How to Phylogeny (Part 0: Getting and Cleaning Data)

Disclamer: I’m a trained microbiologist/biochemist, which means most of my bioinformatics knowledge was self-taught. What you’re about to see may not be pretty; the code might be janky or the workflow inefficient. But I have gone through countless hours of googleing, reading, and trial/error to learn this, and it works pretty well for me, so it might for you too. Let me know if you spot errors or have suggestions for improvement!

1 Introduction

Hi, in this series of posts, I’ll introduce a general workflow for estimating a phylogenetic tree for a single gene. When learning phylogenetics, I often got lost in the dizzying array of tools and methods available for sequence alignment and tree building. In these posts I’ll talk about why I use the tools I currently do, and how they work. This walkthrough is meant for tricky phylogenies, where you may have a very large and divergent gene family for which it is hard to identify orthologues, align the sequences accurately, and infer an accurate phylogeny.
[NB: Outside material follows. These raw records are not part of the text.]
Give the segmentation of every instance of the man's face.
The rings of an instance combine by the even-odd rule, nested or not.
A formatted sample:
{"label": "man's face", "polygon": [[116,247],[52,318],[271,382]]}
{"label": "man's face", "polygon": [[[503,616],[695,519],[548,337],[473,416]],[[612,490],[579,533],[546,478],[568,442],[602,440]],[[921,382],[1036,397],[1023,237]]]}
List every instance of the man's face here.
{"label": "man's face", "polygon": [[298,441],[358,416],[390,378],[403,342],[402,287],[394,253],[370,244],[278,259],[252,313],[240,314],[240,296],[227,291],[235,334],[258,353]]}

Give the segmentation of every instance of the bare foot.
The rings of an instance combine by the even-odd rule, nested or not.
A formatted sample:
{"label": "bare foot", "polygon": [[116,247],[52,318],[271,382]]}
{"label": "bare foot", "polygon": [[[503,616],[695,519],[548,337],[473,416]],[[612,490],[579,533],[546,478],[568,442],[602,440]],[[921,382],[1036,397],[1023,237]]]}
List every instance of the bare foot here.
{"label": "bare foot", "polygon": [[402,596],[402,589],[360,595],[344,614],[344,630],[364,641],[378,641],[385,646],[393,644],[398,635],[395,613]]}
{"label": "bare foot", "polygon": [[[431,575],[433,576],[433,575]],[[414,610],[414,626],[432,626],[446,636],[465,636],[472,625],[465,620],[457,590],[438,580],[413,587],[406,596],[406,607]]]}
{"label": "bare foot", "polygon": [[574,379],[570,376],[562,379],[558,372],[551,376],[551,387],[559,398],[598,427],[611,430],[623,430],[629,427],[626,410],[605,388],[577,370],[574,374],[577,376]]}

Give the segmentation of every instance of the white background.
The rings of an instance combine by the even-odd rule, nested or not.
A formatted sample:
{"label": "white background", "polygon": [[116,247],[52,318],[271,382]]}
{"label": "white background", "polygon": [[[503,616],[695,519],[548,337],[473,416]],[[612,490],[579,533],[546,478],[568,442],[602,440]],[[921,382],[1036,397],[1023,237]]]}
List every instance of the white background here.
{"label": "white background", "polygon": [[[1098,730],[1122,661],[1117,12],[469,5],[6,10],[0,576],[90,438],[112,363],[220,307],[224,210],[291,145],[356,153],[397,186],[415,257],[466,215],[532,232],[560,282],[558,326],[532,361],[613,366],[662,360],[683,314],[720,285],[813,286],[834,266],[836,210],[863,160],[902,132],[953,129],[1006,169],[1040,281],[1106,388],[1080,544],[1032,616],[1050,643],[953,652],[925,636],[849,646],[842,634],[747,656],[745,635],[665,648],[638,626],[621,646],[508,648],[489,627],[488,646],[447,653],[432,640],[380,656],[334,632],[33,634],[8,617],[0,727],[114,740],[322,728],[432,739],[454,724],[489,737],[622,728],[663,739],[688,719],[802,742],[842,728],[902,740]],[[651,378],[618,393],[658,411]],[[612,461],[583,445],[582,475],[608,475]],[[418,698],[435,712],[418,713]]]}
Thus, a lot of these methods may be overkill if you have a more straightforward problem.

The golden rule of data science is crap_input -> crap_output, which means that I almost always spend more time on data preparation than actual analysis. I will try to be thorough in this post, and cover all the problems I’ve come up against in preparing sequence data from tricky datasets where you may not know which sequences belong to your gene family, or you may have very diverse sequences you want to analyze. That means this will be a long post. Chances are, you won’t need every step in this tutorial for most analyses, so feel free to skim, use the table of contents, and pick and choose the pieces you need.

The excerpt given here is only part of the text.